Lantaran berbahan baku herbal, ia berani menyebut dupa buatannya berkualitas baik dan lebih aman jika terhirup. Dwijaya bilang, dupa buatannya hampir sama dengan dupa impor dari India.


Usaha pembuatan dupa ini ia telah rintis sejak 2003. Dari tahun ke tahun, bisnisnya terus berkembang. Saban hari, Dwijaya bisa menghasilkan 20.000 hingga 25.000 batang dupa. Harga jual Dupa buatannya bervariasi, mulai dari Rp 5.000 hingga Rp 110.000 per bungkus berisi 10 dupa.

Pria kelahiran Bali 48 tahun silam ini mengklaim, dupa herbal berbahan rempah ini, sampai saat ini belum ada pesaingnya di Indonesia khususnya di Bali. Dwija juga tak merasa kesulitan karena seluruh bahan baku rempah yang ia gunakan berasal dari rempah-rempah asal Indonesia. "Indonesia kaya akan rempah. Tidak ada rempah-rempah yang harus ia impor," ujar pria lulusan Universitas Udayana jurusan ekonomi ini.

Saat ini, dupa Ayur menjadi dupa andalan yang di jual hampir di seluruh daerah di Bali. Bahkan, sering kali ia juga mengekspor dupa ke Malaysia hingga Vietnam. Tak heran, Dwijaya mampu meraup omzet hingga |Rp 200 juta dalam sebulan. Namun, bila sedang ada acara-acara khusus seperti perayaan upacara keagamaan, omzet jualannya bisa meningkat hingga Rp 250 juta per bulan.

Hingga tahun ini, Dupa Ayur sudah mampu menyaingi dupa buatan luar negeri. Asal tahu saja, Dwija bilang, dupa impor yang masuk ke Bali bisa mencapai 10 ton dalam sehari. "Warga Bali tak harus kalah dengan itu," tuturnya.

Maka dari itu, Dwija mencoba untuk menyaingi dupa impor dengan memperbarui kemasan agar lebih menarik. Dalam menjalankan usahanya ini, Dwija dibantu oleh istrinya.
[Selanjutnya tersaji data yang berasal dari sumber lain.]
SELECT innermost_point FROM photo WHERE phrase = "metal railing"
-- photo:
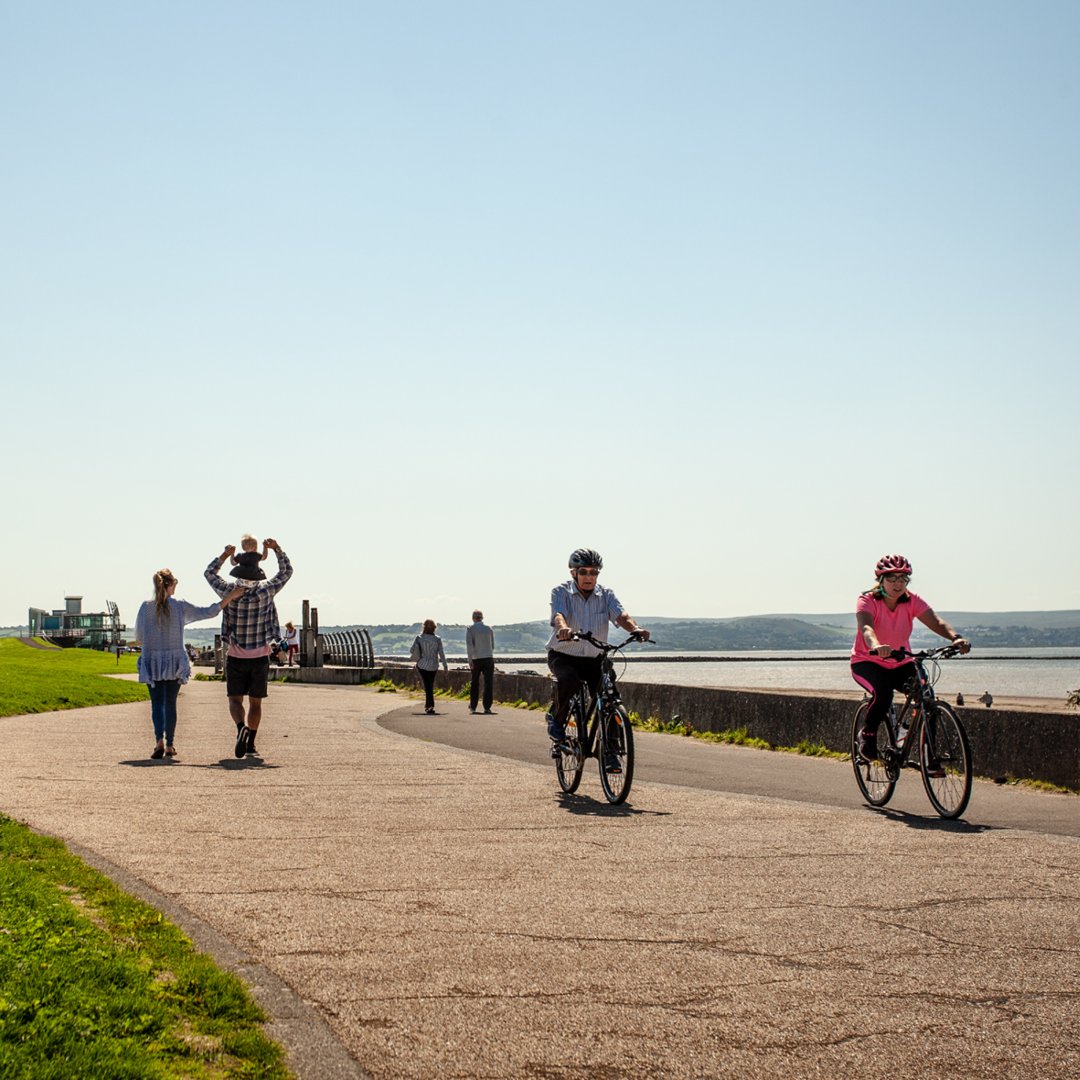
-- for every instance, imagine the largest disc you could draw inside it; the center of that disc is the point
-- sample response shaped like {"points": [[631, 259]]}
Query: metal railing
{"points": [[351, 648]]}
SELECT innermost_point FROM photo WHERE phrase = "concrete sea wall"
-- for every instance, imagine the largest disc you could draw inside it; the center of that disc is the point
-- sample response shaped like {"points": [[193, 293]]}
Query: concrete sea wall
{"points": [[1015, 743]]}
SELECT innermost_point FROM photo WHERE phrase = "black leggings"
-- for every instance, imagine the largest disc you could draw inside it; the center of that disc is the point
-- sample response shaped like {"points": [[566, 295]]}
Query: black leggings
{"points": [[570, 672], [429, 687], [881, 683]]}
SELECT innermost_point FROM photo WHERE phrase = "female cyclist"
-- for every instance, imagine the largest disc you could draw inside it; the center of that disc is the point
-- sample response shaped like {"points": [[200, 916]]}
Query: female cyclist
{"points": [[883, 618]]}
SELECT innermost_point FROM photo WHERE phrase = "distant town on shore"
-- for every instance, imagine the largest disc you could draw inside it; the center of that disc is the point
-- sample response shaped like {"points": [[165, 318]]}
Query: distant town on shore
{"points": [[986, 629]]}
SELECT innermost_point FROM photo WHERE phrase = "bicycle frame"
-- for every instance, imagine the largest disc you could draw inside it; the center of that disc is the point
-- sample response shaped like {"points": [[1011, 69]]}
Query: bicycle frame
{"points": [[601, 729], [944, 756], [596, 709], [918, 702]]}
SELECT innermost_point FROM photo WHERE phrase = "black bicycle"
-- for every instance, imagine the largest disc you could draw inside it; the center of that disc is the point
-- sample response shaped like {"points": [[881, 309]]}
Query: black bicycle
{"points": [[609, 738], [944, 753]]}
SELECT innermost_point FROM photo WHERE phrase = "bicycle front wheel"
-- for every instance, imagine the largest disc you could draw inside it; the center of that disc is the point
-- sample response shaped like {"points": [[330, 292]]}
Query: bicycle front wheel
{"points": [[874, 779], [617, 754], [945, 759], [571, 759]]}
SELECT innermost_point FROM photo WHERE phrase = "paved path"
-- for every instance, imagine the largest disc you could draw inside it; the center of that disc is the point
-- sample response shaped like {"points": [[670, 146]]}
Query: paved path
{"points": [[691, 763], [447, 914]]}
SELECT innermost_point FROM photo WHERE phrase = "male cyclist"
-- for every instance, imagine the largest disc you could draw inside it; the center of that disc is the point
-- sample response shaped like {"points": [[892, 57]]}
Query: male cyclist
{"points": [[580, 604]]}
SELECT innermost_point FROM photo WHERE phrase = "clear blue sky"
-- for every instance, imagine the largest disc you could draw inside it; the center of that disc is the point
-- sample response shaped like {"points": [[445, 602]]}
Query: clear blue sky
{"points": [[742, 295]]}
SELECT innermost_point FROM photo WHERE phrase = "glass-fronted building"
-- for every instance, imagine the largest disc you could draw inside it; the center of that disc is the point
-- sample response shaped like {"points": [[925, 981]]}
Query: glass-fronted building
{"points": [[72, 628]]}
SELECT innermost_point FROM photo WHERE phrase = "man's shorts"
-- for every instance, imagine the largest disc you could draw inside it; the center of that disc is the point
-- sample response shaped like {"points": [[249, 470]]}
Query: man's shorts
{"points": [[246, 675]]}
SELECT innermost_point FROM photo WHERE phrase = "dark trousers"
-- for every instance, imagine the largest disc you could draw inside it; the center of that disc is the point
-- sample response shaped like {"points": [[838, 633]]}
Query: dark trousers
{"points": [[569, 672], [163, 707], [429, 687], [880, 683], [484, 667]]}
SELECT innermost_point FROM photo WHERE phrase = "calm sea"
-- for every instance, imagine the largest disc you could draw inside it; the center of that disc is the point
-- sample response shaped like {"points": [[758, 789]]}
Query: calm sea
{"points": [[1007, 673]]}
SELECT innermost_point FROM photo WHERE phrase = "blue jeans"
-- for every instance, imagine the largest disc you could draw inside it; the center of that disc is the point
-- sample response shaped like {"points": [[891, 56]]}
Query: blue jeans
{"points": [[163, 709]]}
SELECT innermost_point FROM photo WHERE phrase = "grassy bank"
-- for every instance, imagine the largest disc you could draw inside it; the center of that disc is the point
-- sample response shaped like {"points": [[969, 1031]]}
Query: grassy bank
{"points": [[94, 983], [41, 680]]}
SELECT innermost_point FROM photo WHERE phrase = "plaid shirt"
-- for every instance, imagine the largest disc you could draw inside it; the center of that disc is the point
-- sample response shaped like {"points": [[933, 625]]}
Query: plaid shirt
{"points": [[251, 621]]}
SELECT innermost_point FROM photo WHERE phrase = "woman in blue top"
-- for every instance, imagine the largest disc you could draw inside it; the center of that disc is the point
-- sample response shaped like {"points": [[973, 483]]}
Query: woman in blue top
{"points": [[163, 663]]}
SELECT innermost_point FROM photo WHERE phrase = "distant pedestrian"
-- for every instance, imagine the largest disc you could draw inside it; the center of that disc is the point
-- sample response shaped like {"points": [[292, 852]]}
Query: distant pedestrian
{"points": [[427, 652], [292, 642], [480, 646], [248, 631], [163, 663]]}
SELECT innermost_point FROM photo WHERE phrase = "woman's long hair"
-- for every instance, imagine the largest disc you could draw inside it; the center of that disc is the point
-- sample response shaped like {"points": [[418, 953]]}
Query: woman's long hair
{"points": [[161, 582]]}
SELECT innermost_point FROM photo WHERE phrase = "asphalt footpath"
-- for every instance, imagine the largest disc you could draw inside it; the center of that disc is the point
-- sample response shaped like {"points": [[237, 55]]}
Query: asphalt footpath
{"points": [[408, 908]]}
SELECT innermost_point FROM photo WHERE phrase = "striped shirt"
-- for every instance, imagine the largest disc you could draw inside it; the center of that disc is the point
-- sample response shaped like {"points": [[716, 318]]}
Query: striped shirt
{"points": [[251, 621], [480, 642], [593, 613]]}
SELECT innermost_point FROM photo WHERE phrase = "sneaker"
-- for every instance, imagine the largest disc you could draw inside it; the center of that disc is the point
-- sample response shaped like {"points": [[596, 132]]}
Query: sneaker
{"points": [[867, 744], [555, 733]]}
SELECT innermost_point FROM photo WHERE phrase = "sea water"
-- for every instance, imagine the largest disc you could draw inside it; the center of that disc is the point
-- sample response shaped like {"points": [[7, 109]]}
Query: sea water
{"points": [[1006, 673]]}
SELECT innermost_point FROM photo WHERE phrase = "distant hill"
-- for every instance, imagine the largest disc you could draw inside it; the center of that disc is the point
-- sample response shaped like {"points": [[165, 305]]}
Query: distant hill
{"points": [[1015, 630], [986, 629], [1068, 619]]}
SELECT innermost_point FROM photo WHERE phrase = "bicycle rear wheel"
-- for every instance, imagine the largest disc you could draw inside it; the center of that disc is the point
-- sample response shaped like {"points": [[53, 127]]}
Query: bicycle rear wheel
{"points": [[616, 754], [571, 760], [945, 759], [875, 780]]}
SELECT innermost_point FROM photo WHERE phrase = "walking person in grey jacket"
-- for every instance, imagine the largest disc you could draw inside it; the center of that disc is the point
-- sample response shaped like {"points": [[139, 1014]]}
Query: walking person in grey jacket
{"points": [[480, 646], [163, 662], [428, 653]]}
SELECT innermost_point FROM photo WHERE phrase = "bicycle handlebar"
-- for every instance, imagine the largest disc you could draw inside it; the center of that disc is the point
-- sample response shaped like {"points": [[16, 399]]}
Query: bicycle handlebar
{"points": [[944, 652], [584, 635]]}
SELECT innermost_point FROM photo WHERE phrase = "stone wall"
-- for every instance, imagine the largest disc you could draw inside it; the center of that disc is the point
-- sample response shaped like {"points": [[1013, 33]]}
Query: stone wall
{"points": [[1016, 743]]}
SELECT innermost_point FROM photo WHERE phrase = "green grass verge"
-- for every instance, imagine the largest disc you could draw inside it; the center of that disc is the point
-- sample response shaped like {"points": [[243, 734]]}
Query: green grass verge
{"points": [[734, 737], [94, 983], [41, 680]]}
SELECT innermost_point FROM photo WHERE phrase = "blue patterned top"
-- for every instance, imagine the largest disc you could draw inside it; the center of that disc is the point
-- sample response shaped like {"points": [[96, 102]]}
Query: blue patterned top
{"points": [[593, 613], [163, 655]]}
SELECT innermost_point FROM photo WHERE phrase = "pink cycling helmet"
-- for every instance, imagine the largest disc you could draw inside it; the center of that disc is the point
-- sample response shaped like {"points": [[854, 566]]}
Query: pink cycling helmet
{"points": [[892, 564]]}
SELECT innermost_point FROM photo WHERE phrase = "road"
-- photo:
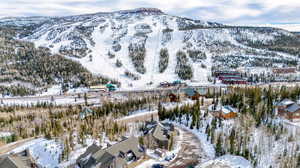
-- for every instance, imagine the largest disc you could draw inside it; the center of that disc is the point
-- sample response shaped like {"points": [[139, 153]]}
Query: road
{"points": [[191, 152]]}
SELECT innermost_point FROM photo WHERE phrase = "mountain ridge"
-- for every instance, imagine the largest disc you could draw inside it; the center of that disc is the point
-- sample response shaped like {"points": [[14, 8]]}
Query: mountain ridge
{"points": [[146, 45]]}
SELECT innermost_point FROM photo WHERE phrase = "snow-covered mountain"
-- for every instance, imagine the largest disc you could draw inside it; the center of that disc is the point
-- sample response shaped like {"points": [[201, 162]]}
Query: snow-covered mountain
{"points": [[146, 45]]}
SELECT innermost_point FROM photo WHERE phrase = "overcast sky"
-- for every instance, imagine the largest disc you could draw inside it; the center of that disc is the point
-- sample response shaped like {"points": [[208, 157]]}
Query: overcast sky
{"points": [[224, 11]]}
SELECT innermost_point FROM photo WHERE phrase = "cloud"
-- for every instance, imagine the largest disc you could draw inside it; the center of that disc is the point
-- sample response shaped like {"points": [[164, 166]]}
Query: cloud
{"points": [[224, 11]]}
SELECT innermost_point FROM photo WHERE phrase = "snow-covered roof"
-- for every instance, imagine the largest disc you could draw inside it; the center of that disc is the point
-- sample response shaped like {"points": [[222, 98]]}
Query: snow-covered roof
{"points": [[293, 108], [285, 102], [228, 109]]}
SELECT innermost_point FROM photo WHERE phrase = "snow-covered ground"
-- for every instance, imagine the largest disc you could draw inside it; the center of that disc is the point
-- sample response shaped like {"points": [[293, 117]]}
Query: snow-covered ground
{"points": [[47, 153], [5, 134], [227, 161]]}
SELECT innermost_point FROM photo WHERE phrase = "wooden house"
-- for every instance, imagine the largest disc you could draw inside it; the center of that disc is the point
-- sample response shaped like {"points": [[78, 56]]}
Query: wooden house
{"points": [[192, 93], [286, 70], [282, 106], [157, 135], [118, 155], [22, 159], [174, 97], [293, 112], [228, 112]]}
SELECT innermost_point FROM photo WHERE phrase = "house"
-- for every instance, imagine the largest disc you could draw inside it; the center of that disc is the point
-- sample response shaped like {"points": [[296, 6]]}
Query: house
{"points": [[234, 81], [293, 111], [174, 97], [288, 109], [286, 70], [85, 113], [165, 84], [157, 135], [283, 105], [119, 155], [225, 72], [228, 112], [98, 88], [192, 93], [202, 91], [19, 160], [81, 160]]}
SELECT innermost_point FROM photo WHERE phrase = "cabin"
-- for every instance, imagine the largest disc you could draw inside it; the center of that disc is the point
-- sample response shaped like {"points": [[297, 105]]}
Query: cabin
{"points": [[284, 70], [157, 135], [119, 155], [98, 88], [225, 72], [228, 112], [293, 112], [283, 105], [191, 93], [111, 87], [174, 97], [234, 81], [19, 160], [202, 91], [288, 109], [85, 113], [165, 84]]}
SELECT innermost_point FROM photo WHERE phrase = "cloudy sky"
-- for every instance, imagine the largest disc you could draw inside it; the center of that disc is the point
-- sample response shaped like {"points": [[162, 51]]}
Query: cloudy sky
{"points": [[224, 11]]}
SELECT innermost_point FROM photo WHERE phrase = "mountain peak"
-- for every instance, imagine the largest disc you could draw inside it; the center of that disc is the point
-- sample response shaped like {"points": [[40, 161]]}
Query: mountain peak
{"points": [[143, 10]]}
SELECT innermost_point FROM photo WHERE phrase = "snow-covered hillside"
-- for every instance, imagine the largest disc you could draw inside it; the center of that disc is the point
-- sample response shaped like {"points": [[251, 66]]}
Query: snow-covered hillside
{"points": [[126, 45]]}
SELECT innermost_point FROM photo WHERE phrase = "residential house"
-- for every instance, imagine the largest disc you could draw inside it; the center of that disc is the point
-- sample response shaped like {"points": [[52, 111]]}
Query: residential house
{"points": [[19, 160], [82, 159], [157, 135], [228, 112], [192, 93], [174, 97], [119, 155], [85, 113], [225, 112], [283, 105], [293, 112], [288, 109], [284, 70], [202, 91]]}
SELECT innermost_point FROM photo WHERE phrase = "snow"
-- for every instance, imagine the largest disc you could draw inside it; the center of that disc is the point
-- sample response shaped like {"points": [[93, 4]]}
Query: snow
{"points": [[45, 152], [229, 161], [5, 134]]}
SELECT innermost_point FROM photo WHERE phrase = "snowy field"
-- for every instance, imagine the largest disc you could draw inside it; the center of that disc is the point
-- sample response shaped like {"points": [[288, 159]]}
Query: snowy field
{"points": [[46, 152], [227, 161]]}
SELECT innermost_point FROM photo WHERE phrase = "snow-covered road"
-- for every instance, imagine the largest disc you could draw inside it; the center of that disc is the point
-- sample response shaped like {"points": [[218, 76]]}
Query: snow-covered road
{"points": [[191, 152]]}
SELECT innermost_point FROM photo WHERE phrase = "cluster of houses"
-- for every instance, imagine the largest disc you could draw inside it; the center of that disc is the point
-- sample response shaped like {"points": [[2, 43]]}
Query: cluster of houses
{"points": [[18, 160], [103, 88], [176, 83], [288, 109], [286, 70], [230, 77], [119, 155], [130, 150]]}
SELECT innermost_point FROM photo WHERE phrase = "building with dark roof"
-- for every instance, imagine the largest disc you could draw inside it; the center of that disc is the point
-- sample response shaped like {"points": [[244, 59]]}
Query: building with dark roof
{"points": [[288, 109], [19, 160], [192, 93], [157, 135], [115, 156]]}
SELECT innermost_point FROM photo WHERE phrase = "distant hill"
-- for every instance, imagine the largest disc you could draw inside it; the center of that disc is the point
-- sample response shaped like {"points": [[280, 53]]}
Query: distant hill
{"points": [[146, 45]]}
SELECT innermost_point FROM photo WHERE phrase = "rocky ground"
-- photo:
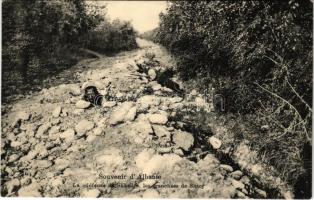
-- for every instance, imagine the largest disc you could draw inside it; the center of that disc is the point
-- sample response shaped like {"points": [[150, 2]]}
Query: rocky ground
{"points": [[56, 144]]}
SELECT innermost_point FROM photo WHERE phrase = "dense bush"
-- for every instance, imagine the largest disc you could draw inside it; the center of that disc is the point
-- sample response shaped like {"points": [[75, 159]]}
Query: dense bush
{"points": [[258, 54], [150, 35], [111, 37], [41, 30], [42, 34]]}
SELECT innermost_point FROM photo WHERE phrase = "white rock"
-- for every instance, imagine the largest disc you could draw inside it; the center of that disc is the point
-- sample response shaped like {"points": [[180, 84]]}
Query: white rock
{"points": [[227, 168], [158, 118], [68, 135], [184, 140], [15, 144], [78, 111], [178, 152], [97, 131], [91, 138], [43, 129], [236, 174], [93, 193], [13, 158], [42, 164], [56, 112], [54, 129], [108, 104], [152, 74], [147, 101], [161, 131], [150, 163], [131, 114], [83, 126], [156, 87], [262, 193], [57, 182], [23, 116], [215, 142], [81, 104], [12, 185], [140, 130], [110, 157], [118, 115], [32, 190], [237, 184]]}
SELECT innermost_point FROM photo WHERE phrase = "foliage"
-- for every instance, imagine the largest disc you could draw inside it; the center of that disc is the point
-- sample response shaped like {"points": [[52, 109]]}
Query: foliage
{"points": [[41, 33], [112, 37], [258, 54], [150, 35]]}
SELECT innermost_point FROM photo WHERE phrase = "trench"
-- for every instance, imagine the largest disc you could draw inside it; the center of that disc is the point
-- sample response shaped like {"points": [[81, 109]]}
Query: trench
{"points": [[201, 136]]}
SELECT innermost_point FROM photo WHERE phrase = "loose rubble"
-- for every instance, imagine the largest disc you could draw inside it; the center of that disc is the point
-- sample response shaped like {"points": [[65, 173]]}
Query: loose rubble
{"points": [[55, 144]]}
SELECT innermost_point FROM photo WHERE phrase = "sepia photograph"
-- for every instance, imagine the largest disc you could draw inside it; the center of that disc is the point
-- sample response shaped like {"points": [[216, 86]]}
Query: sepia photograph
{"points": [[157, 99]]}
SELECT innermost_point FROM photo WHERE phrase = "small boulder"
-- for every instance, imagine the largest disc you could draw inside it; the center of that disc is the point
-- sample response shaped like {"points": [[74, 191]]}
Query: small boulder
{"points": [[236, 174], [13, 185], [265, 128], [57, 111], [83, 126], [178, 152], [91, 138], [81, 104], [108, 104], [118, 115], [237, 184], [215, 142], [43, 129], [23, 115], [161, 131], [227, 168], [261, 193], [97, 131], [68, 135], [158, 118], [54, 129], [152, 74], [130, 116], [41, 164], [32, 190], [183, 139]]}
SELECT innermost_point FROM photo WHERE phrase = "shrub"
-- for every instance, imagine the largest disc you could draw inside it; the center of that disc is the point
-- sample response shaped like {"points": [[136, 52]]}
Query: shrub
{"points": [[257, 54]]}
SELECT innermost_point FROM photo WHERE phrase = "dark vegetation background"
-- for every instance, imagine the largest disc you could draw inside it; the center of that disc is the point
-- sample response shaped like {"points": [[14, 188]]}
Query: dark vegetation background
{"points": [[258, 54], [42, 37]]}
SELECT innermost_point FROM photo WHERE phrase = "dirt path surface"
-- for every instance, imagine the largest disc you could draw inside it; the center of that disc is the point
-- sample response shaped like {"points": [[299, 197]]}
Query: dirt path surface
{"points": [[54, 144]]}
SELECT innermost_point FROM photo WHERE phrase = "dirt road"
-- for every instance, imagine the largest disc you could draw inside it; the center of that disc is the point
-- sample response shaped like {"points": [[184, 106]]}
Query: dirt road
{"points": [[54, 144]]}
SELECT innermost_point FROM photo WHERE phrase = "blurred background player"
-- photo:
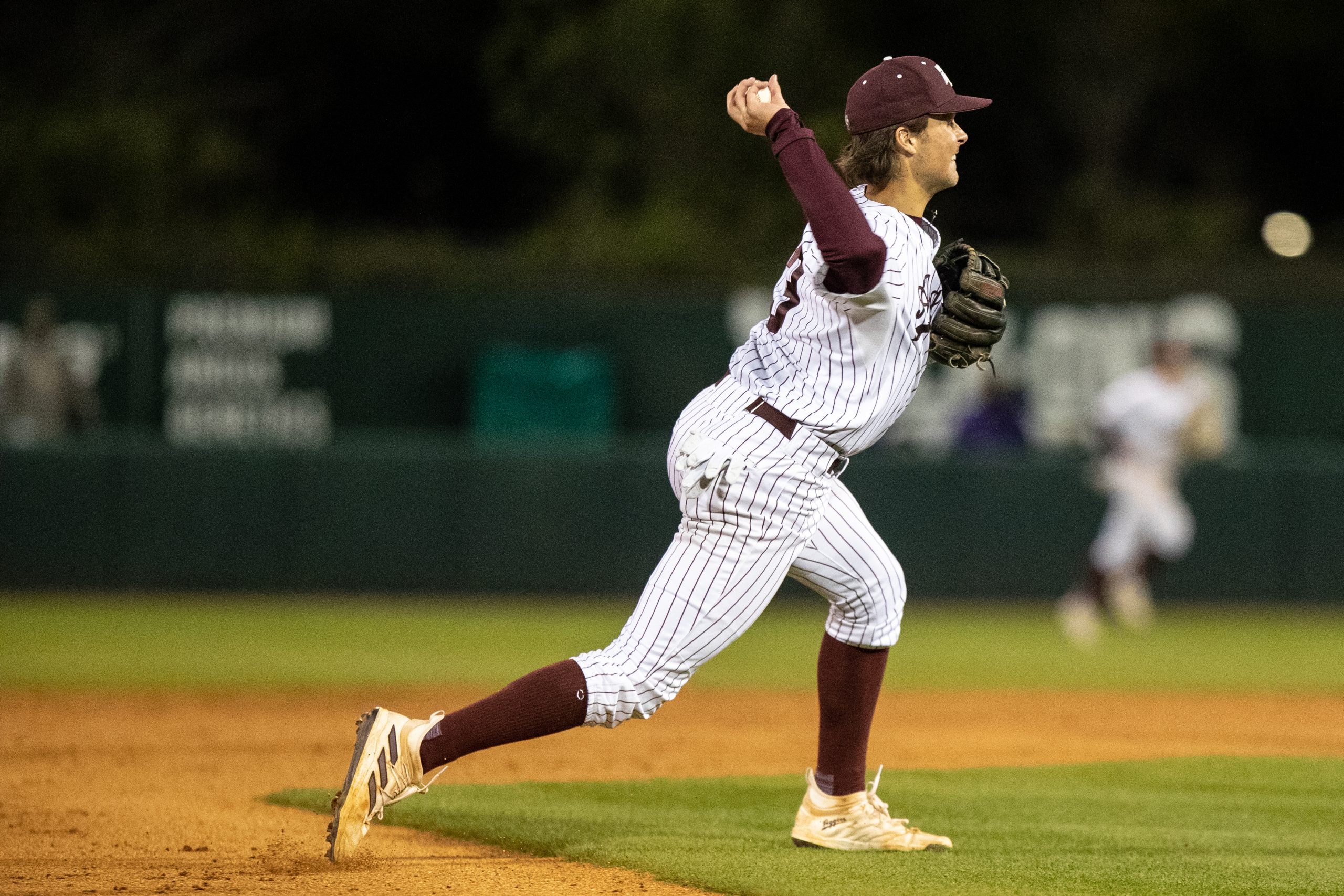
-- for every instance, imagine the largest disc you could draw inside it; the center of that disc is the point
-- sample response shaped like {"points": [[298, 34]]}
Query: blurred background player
{"points": [[42, 395], [1148, 422]]}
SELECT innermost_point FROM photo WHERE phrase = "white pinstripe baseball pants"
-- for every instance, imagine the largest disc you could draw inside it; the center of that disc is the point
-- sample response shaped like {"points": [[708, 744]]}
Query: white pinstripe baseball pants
{"points": [[736, 544]]}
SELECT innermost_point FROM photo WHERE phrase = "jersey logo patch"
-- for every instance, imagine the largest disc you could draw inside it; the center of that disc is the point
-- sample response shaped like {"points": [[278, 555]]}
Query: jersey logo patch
{"points": [[930, 294]]}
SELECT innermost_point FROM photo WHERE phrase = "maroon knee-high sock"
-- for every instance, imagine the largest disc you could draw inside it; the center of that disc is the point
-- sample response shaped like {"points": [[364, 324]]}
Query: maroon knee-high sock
{"points": [[848, 683], [541, 703]]}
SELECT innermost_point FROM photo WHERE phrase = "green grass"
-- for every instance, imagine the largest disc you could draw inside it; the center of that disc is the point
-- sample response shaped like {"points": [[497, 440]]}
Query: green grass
{"points": [[218, 642], [1180, 827]]}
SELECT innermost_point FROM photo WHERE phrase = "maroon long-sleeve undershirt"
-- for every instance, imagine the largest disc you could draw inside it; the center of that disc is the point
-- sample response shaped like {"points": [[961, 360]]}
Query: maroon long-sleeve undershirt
{"points": [[854, 254]]}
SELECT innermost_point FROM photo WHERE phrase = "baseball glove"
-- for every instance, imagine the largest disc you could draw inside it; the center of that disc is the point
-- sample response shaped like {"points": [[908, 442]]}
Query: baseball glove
{"points": [[972, 316]]}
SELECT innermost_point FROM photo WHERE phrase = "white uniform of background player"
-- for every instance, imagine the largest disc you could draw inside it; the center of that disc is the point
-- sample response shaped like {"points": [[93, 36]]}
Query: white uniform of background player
{"points": [[1151, 421]]}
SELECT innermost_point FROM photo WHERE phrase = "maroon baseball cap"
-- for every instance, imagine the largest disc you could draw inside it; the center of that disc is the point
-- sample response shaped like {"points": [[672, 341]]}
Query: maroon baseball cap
{"points": [[902, 89]]}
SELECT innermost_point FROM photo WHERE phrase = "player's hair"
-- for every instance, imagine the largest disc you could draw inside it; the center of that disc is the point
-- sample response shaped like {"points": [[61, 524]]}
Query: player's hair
{"points": [[872, 157]]}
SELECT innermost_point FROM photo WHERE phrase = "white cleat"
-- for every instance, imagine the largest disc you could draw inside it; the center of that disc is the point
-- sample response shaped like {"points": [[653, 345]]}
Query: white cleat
{"points": [[1079, 620], [385, 769], [858, 823], [1131, 602]]}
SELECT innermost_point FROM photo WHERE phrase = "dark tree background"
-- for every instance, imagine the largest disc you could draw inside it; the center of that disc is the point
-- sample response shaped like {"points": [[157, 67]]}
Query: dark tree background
{"points": [[298, 144]]}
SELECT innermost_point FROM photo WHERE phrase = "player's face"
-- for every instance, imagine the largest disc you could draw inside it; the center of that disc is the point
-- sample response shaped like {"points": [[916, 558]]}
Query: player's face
{"points": [[934, 164]]}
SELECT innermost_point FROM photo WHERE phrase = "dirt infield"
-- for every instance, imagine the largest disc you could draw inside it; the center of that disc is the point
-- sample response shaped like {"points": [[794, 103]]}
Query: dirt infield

Kemudian, ia mulai mempekerjakan warga sekitar rumahnya yang tidak lagi memiliki pekerjaan.

Ketika mengawali bisnis ini, Dwija hanya dibantu oleh tiga orang karyawan, dengan produksi kurang dari 1.000 dupa. Saat ini Dwija telah memiliki 15 pekerja di tempatnya di Denpasar. Tak cuma itu, Diwja juga dibantu oleh  puluhan pekerja yang bekerja di rumah masing-masing. "Niat usaha ini hanya ingin bisa memberdayakan dan membantu ekonomi warga di sekitar tempat tinggal saya," ucap pria yang saat ini memiliki dua orang anak.                    (Bersambung)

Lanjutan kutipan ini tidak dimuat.